13. 1. Regarding the exception identified by the qualified person, the GCIO considered that it had no significant impact to the trustworthiness of the CA operation of Hongkong Post CA based on the clarification provided by the independent assessor of the concerned external RA organization and the confirmation of Hongkong Post CA that they did not note any significant issues that might have affected the control environment of the RA operations during the period from 1 November 2007 to 31 December 2007. Hong Kong Post CA explained that the abridged assessment period was a special occasion to tie in with the reporting deadline in 2007. Furthermore, Hongkong Post CA has confirmed that the next RA assessment exercise would cover the period from 1 November 2007 to 31 December 2007.
    2. Regarding the issue identified by the qualified person:
       1. it is required by the Ordinance and the Code of Practice that recognized CA shall use trustworthy system, which includes effective controls and procedures in respect of day-to-day operations.
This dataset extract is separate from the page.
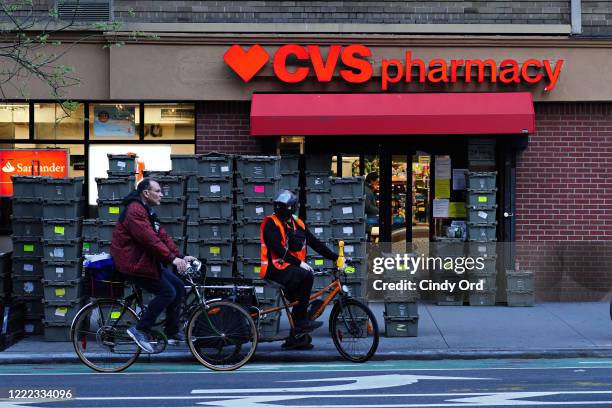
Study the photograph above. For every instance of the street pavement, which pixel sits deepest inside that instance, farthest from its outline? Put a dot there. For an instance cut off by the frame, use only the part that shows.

Moreover, recognized CA is and remains responsible for the performance of its subcontractor. Accordingly, Hongkong Post CA shall maintain effective controls and procedures to monitor the performance of its contractor, E-Mice;
       2. the GCIO noted the assessor's opinion that the transactions generated by the function of monitoring the performance of E-Mice should be included in the financial projections in accordance with generally accepted accounting principles adopted in Hong Kong as stipulated in the Guidance Note on Compliance Assessment of Certification Authorities under the Electronic Transactions Ordinance (Cap. 553) ("Guidance Note"). While the GCIO considered that the matter had no significant impact to the trustworthiness of the CA operation of Hongkong Post CA, Hongkong Post CA shall include the transactions generated by the function of monitoring the performance of E-Mice in the financial projections in accordance with generally accepted accounting principles adopted in Hong Kong as stipulated in the Guidance Note.

Statutory Declaration

A. Date of the Declaration

• The date of the declaration is 18 January 2008.

B. Material Information

• A responsible officer of Hongkong Post CA declares that Hongkong Post CA has, from 1 January 2007 until 31 December 2007, complied with the provisions of the Ordinance and the provisions of the Code of Practice which have been set out under paragraph 2 of Appendix 2 of the Code of Practice.

Notes

1. Code of Practice for Recognized Certification Authorities issued by the GCIO under section 33 of the Ordinance.
2. Practice Note 870 "The Assessment of Certification Authorities under the Electronic Transactions Ordinance" issued by the Hong Kong Institute of Certified Public Accountants.
3. Certification practice statements.
4. Recognized certification authority.
5. Matter disclosed from the assessment.
6. E-Mice Solution (HK) Limited is the outsourcing contractor of Postmaster General in operating Postmaster General's CA operation.
7. The responses to the exception and the matters arising as reported by Hongkong Post CA and the notes in the above paragraphs are disclosed in accordance with section 31(2) of the Ordinance.